>
> Marc,
>
> I have some comments and questions about your 4/8/96 draft of the 1-sided
> chapter. I'm not sure if some of these questions arise because I have
> missed some prior discussion. I will probably send a similar note to the
> 1-sided mailing list, hopefully after getting your comments.
>
> o What is the rationale behind having both an "origin_count" and
> a "target_count" argument in the MPI_PUT/GET/IPUT/IGET functions?
> Is it to allow passing of raw binary data between two different-sized
> types? Is it to allow passing REAL data to a remote COMPLEX array?
> In this case we could imagine making sense of the transfer, but
> this usage seems too obscure to justify an additional
> "target_count" argument.
The count arguments have the same role as the count arguments in a
send/receive pairs: they specify how many elements are moved.
>
> o I'm told that MPI_FENCE is no longer collective. The wording in
> the document confused me into thinking it is collective.

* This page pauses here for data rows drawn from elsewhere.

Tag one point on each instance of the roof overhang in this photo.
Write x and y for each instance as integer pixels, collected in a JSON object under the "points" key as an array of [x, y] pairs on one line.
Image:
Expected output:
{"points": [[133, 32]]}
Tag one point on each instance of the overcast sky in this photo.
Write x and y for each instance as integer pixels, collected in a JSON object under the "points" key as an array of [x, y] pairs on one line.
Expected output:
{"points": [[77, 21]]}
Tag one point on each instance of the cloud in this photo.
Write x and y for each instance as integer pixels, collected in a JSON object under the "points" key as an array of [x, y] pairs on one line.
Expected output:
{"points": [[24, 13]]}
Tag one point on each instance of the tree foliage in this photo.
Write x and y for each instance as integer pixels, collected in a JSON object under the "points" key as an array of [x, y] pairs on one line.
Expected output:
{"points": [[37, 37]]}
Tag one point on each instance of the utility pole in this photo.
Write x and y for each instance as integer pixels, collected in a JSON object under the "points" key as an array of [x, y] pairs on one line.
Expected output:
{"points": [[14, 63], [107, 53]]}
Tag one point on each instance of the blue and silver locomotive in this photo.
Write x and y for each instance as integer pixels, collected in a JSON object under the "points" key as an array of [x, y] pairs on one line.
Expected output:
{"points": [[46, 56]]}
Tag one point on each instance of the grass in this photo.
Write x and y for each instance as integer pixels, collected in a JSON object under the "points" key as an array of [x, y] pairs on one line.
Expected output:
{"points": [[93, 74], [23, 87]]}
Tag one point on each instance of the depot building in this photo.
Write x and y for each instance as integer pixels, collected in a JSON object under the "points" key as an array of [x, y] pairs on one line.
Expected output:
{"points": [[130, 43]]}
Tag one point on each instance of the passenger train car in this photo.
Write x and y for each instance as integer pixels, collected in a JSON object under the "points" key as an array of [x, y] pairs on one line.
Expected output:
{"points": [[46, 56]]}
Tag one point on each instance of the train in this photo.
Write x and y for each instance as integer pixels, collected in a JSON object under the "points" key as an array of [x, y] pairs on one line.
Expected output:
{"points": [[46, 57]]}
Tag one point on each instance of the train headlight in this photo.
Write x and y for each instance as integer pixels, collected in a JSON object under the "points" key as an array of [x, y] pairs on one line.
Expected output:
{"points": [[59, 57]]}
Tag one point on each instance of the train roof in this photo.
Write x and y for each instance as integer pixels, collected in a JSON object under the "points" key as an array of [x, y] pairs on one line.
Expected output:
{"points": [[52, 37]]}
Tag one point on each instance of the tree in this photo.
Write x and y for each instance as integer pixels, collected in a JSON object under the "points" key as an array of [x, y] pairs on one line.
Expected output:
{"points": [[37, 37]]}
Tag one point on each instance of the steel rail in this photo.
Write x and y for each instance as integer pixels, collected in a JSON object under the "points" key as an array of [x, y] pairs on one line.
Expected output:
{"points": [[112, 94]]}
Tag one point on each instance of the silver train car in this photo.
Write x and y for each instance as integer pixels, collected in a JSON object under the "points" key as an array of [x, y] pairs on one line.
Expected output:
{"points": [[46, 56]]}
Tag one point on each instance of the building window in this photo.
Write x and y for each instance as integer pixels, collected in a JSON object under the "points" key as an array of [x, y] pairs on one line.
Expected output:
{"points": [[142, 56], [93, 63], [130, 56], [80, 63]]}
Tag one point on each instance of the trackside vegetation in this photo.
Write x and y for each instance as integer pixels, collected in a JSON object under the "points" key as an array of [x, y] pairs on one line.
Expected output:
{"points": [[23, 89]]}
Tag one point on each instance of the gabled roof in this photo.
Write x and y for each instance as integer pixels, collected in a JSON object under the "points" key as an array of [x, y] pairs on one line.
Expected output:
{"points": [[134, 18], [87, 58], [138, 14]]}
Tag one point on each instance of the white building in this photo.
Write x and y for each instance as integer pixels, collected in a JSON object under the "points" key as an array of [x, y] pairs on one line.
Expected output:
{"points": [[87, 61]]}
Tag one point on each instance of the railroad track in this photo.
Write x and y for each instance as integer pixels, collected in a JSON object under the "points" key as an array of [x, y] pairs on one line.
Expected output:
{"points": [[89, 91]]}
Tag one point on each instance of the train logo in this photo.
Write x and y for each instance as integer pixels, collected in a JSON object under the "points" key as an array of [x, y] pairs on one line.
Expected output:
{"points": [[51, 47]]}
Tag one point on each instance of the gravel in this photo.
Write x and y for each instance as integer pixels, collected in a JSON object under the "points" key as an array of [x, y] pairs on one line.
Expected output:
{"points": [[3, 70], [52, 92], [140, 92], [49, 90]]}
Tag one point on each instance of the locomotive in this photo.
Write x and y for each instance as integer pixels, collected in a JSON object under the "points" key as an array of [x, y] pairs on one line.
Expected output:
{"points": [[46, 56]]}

The current definition of FENCE will allow it to be either collective (no
target specified) or point-to-point (specific target specified), at the choice
of the user. We should further discuss this when we meet -- there are several
reasonable alternatives to consider
>
> o Are you aware that the progress rule constrains the implementation
> on systems like the CRAY T3D and the CRAY T90? These are
> shared memory systems without cache coherency. On CRAY T3D
> systems there is an option to activate optional cache coherency, but
> on CRAY T90 systems there is no such means.
>
> I believe some Convex, NEC, and Fujitsu systems are also not
> cache-coherent and are affected similarly.
>
> There are 2 options for non-coherent SMPS:
>
> 1) A signal handler must be invoked at the target
> task when MPI_PUT is called. The signal handler will
> execute an instruction to make the cache coherent (by
> invalidating it) after the data for the MPI_PUT is delivered.
>
> 2) Another alternative is to add an MPI_DELIVER function:
>
> CALL MPI_DELIVER(comm)
>
> Any task is required to call this function before directly
> accessing (with loads and stores) the data updated by
> an RMA operation. Note that tasks may access the memory
> using subsequent RMA operations without intervening calls
> to MPI_DELIVER.
>
> I think this approach would also provide a convenient
> implementation avenue for a networked implementation
> of 1-sided MPI. The MPI_DELIVER function might serve
> most (all?) of the purposes of an RMA agent, making the
> RMA agent unnecessary. On the other side of the coin,
> cache-coherent SMPs can simply make MPI_DELIVER a no-op.
>
> Note that in the SHMEM library, the SHMEM_USCFLUSH function
> works the way MPI_DELIVER would work. On cache-coherent
> systems it is a no-op, and on T3D and T90 systems it
> invalidates cache.
>
>
If RMA is implemented via a DMA or other remote access mechanism that is not
coherent with the local processor(s) cache, then we really need a cache
flush/invalidate before the get/put starts. Otherwise, the get may get
invalid data and the put may be overwritten by lines that are written back. I
don't understand how a deliver call after thehRMA transfer suffices. The sense
of the forum was that MPI should not got out of its way to accomodate such
hardware. If the current design stays, it means that windows must be
uncached, or, to the least, must be flushed back to memory at any potential
synchronization point -- quite umpleasnt, I know. If we want to accomodate
both noncoheren tremote DMA, and local cached access to a window, then we need
to alternate the state of the window between noncached and cached. We need two
calls: MPI_WINDOW_EXPOSE, and MPI_WINDOW_HIDE. RMA access should occur only
whne the window is exposed, and local accesses should occur only whne the
window is hidden. (or, may be, remote accesses are delayed until the winodw
is exposed).
> Please comment.
>
> Regards,
>
> Karl Feind
>
> +-----------------------------------+----------------------------------+
> | Karl Feind | E-Mail: kaf@cray.com |
> | Cray Research, Inc. | Phone: 612/683-5673 |
> | 655F Lone Oak Drive | Fax: 612/683-5276 |
> | Eagan, MN 55121 | |
> +-----------------------------------+----------------------------------+
Marc Snir
IBM T.J. Watson Research Center
P.O. Box 218, Yorktown Heights, NY 10598
email: snir@watson.ibm.com
phone: 914-945-3204
fax: 914-945-4425
URL: http://www.research.ibm.com/people/s/snir